As we approach our 5th day without power here in lower Manhattan, I wanted to update our users on how we’ve fared here at Octopart during Hurricane Sandy.
Our team members are all safe and doing well. Watching the images of destruction puts into perspective the small inconvenience of walking uptown to charge my phone battery. Our hearts go out to all who were affected.
As the storm approached on Sunday evening, this image made a strong impression.
We utilize Amazon Web Services to power Octopart, in particular the us-east-1 region which is located in Northern Virginia. Although we spread our services across availability zones within the region, the swath of red on the map above made it clear that those preparations were not enough.
High on our to-do list has been testing our ability to migrate to a different AWS region. We quickly decided to run that test.
We immediately began migrating databases, spinning up web servers, and moving search indexes across the country to the us-west-2 region in Oregon. We ran into a number of stumbling blocks which we figured would be useful to share:
EBS snapshots cannot be moved between regions
UPDATE: AWS now supports cross region copying of EBS snapshots
This meant that we could not simply snapshot our existing webserver EBS volumes in us-east-1 and build new EBS volumes from them in us-west-2. Instead we had to rebuild the servers from our puppet definitions, a longer process. This surprised us because EBS snapshots are stored on S3 in non user-viewable buckets. Since S3 is available from any region we (incorrectly) assumed that we would be able to access EBS snapshots from any region.
RDS database snapshots cannot be moved between regions
RDS database snapshots are stored the same way as EBS snapshots and have the same limitations. To work around this we loaded database dumps, a time consuming process.
Not all AWS services are available outside of the us-east-1 region
In particular, we use SES (Simple Email Service) which is only available in us-east-1. Amazon has a page describing which services are available in which region.
Service settings are region specific
EC2 security groups, RDS security groups, RDS Parameter groups, among other settings need to be set up in each region separately, a time consuming process. Since this can be done without cost, you should have these set up ahead of time.
Aside from these challenges, most things worked well.
Data transfer between regions was reasonably fast
We achieved roughly 9MB/s between m1.large instances in us-east-1 and us-west-2. Your mileage may vary.
We were able to provision the machines we needed in us-west-2
Keep in mind though that not all instance types are available outside of us-east-1. Amazon has information about the regional availability of instances in their FAQ. Had there been an complete outage of us-east-1, thousands of AWS customers would have been scrambling to provision machines in other regions.

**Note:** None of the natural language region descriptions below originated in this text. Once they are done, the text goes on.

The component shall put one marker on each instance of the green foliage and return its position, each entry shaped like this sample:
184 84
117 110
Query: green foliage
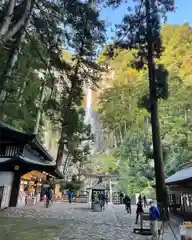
127 124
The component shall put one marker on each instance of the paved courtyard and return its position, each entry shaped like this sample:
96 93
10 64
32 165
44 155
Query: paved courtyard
63 221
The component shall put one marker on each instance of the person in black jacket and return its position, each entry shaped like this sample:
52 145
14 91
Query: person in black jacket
139 211
127 202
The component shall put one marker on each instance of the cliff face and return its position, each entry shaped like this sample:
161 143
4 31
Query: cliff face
97 130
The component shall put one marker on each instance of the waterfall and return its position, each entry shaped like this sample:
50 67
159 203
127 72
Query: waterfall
92 118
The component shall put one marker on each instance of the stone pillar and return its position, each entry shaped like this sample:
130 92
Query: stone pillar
110 191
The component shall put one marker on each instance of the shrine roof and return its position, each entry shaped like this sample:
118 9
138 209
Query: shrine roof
28 164
11 134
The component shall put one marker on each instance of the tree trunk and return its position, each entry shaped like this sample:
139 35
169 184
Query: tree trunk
13 55
61 148
39 109
161 191
29 4
65 123
7 19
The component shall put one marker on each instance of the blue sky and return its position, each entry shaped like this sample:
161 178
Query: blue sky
183 14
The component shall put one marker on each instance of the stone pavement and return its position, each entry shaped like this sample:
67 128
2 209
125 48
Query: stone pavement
64 221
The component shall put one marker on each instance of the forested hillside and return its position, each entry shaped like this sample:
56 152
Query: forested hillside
125 118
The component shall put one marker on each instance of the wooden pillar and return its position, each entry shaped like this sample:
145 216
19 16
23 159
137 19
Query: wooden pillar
15 189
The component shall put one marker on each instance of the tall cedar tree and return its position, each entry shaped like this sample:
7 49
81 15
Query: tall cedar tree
141 30
84 39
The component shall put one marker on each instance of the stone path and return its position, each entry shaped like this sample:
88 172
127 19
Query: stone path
63 221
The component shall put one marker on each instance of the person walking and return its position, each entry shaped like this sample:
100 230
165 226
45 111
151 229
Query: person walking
121 196
154 216
127 202
70 195
145 201
139 210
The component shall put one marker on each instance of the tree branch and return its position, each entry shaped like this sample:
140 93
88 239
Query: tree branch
13 30
7 19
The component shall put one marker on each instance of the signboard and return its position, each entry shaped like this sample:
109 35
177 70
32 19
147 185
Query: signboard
16 167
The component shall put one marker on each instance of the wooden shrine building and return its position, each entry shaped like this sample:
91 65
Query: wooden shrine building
21 153
180 191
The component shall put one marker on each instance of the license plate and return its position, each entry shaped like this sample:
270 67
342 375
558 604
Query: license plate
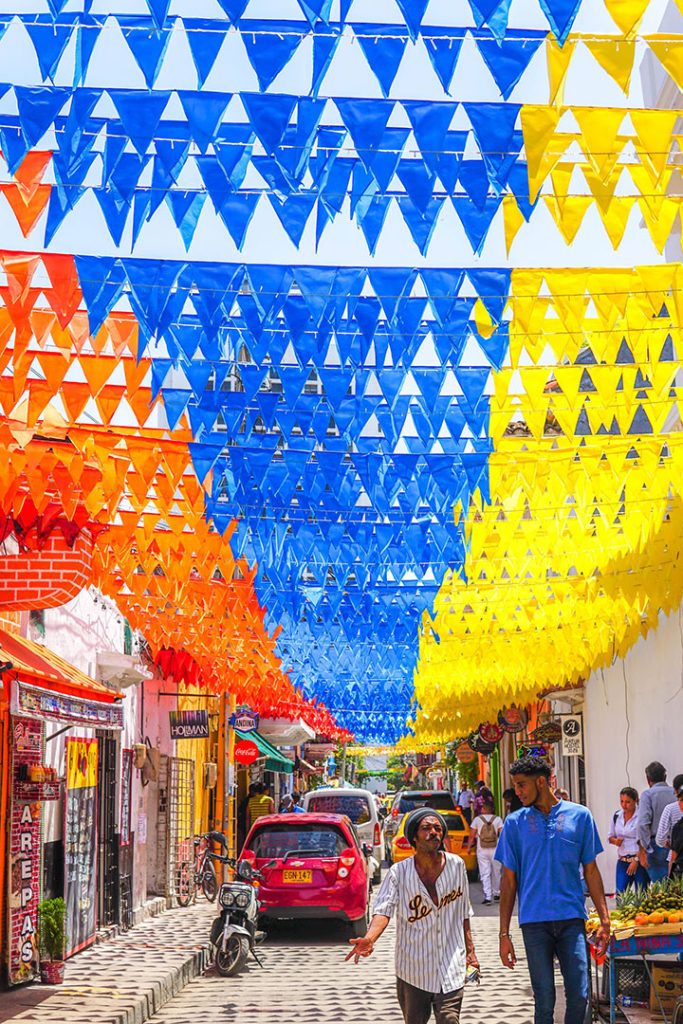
297 877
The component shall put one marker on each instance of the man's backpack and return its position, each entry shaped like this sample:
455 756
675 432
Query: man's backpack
487 834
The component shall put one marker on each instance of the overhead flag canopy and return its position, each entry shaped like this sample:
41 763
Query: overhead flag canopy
328 464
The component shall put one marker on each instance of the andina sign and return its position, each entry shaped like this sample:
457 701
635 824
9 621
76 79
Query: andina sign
244 719
189 724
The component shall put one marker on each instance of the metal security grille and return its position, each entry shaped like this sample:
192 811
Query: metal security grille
108 847
180 813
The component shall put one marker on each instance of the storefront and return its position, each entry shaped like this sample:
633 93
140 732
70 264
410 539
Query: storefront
52 786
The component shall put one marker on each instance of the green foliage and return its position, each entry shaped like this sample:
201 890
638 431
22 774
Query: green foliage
51 915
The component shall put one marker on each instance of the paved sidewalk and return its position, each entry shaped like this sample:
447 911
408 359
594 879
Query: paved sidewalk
125 980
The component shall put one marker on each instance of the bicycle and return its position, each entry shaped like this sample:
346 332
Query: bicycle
201 873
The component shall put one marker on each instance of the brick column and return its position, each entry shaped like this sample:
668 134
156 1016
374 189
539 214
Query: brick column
46 579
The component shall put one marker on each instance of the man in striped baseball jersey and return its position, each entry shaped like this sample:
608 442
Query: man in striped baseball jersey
429 896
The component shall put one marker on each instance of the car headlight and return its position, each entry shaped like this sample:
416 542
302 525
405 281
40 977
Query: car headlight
226 896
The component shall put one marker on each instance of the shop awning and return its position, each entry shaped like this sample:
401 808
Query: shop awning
274 760
44 685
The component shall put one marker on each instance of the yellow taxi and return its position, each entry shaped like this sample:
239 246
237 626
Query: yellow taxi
455 841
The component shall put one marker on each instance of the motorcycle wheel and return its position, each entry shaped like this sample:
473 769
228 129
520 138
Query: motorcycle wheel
209 882
229 963
183 887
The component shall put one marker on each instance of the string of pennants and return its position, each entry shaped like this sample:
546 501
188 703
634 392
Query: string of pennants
303 167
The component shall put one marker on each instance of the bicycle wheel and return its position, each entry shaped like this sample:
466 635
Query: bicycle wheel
183 884
209 881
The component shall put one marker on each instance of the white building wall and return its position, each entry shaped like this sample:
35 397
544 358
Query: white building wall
634 715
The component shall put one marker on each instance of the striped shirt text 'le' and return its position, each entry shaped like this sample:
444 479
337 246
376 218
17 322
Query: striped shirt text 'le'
430 939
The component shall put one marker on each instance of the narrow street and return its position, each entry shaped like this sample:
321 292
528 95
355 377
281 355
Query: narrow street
305 980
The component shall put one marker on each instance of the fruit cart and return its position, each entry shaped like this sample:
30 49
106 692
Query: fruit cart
646 925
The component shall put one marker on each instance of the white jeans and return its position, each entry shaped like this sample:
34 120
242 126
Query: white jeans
489 871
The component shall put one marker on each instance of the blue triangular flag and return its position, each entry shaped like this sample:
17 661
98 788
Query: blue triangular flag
38 107
233 8
560 14
508 58
476 219
492 12
205 43
384 46
237 212
421 222
204 112
147 46
270 46
316 10
325 47
159 10
49 40
443 51
269 116
413 11
366 121
101 280
418 182
140 114
390 286
493 287
185 208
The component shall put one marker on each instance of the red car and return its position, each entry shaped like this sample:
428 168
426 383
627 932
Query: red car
321 868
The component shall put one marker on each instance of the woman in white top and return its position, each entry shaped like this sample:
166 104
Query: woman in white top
624 835
484 832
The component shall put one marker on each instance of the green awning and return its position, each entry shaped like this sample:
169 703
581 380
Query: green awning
274 760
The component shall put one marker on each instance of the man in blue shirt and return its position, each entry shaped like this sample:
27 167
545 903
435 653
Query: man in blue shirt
542 848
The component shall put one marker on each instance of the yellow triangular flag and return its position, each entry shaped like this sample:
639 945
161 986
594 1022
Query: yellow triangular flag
558 58
670 54
599 126
615 56
627 13
512 220
570 215
654 130
539 124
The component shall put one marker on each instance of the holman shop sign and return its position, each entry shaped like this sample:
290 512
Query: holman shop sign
189 724
244 719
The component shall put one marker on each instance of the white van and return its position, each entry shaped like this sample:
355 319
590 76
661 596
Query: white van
359 807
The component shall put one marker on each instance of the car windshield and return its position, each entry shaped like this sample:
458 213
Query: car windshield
285 840
438 801
355 808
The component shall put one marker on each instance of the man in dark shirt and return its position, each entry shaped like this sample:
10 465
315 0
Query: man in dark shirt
677 842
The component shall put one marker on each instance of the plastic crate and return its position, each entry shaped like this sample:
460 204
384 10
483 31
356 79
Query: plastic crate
631 979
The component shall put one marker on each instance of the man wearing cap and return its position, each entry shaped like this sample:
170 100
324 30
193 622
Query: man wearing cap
429 897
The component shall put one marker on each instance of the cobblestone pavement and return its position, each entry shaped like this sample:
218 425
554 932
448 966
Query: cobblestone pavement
124 980
306 981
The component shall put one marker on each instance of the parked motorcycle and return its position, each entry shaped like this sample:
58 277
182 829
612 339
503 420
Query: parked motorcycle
233 933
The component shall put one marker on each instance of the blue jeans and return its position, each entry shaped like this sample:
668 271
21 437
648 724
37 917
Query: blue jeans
624 880
565 939
657 862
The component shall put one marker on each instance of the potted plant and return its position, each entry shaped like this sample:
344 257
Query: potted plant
51 915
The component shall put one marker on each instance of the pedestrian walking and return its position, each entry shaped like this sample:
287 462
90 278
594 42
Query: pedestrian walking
465 799
652 803
542 848
677 841
259 805
624 835
671 815
428 895
485 829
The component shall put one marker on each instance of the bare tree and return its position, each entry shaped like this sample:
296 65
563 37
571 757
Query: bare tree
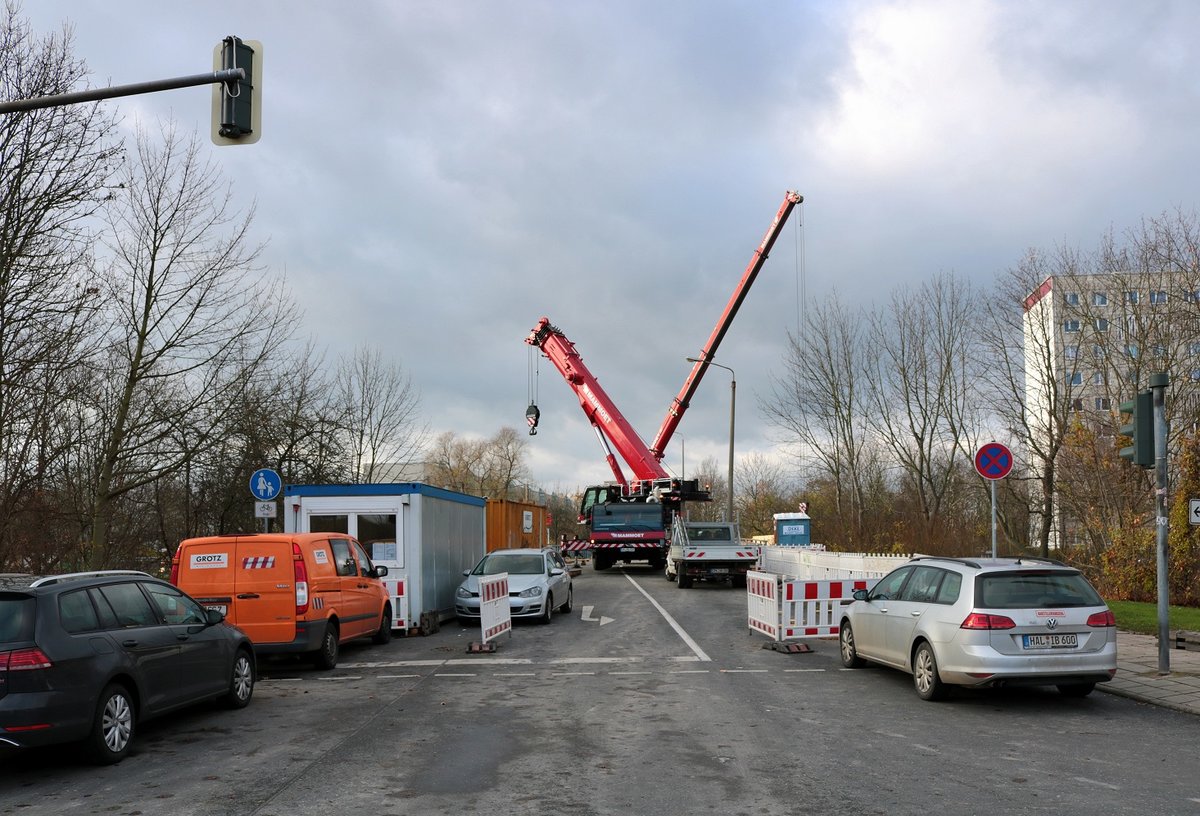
192 319
379 414
54 167
919 353
821 407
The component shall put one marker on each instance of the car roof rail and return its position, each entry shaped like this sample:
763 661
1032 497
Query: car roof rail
949 558
93 574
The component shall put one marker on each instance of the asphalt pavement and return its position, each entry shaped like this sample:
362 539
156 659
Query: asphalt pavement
1139 678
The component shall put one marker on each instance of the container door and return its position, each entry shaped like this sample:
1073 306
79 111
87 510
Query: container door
264 591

It’s unclear whether enough capacity exists in other regions to handle a mass migration out of us-east-1, Amazon’s largest region. It’s also not clear if the AWS API could handle the request volume which would accompany a large scale exodus.
Ultimately, we were able to work around all of the issues above, and had us-east-1 gone down completely, we were ready to make the switch to us-west-2.
My battery is running low and my fingers are cold so it’s time to hike uptown to plug in and publish.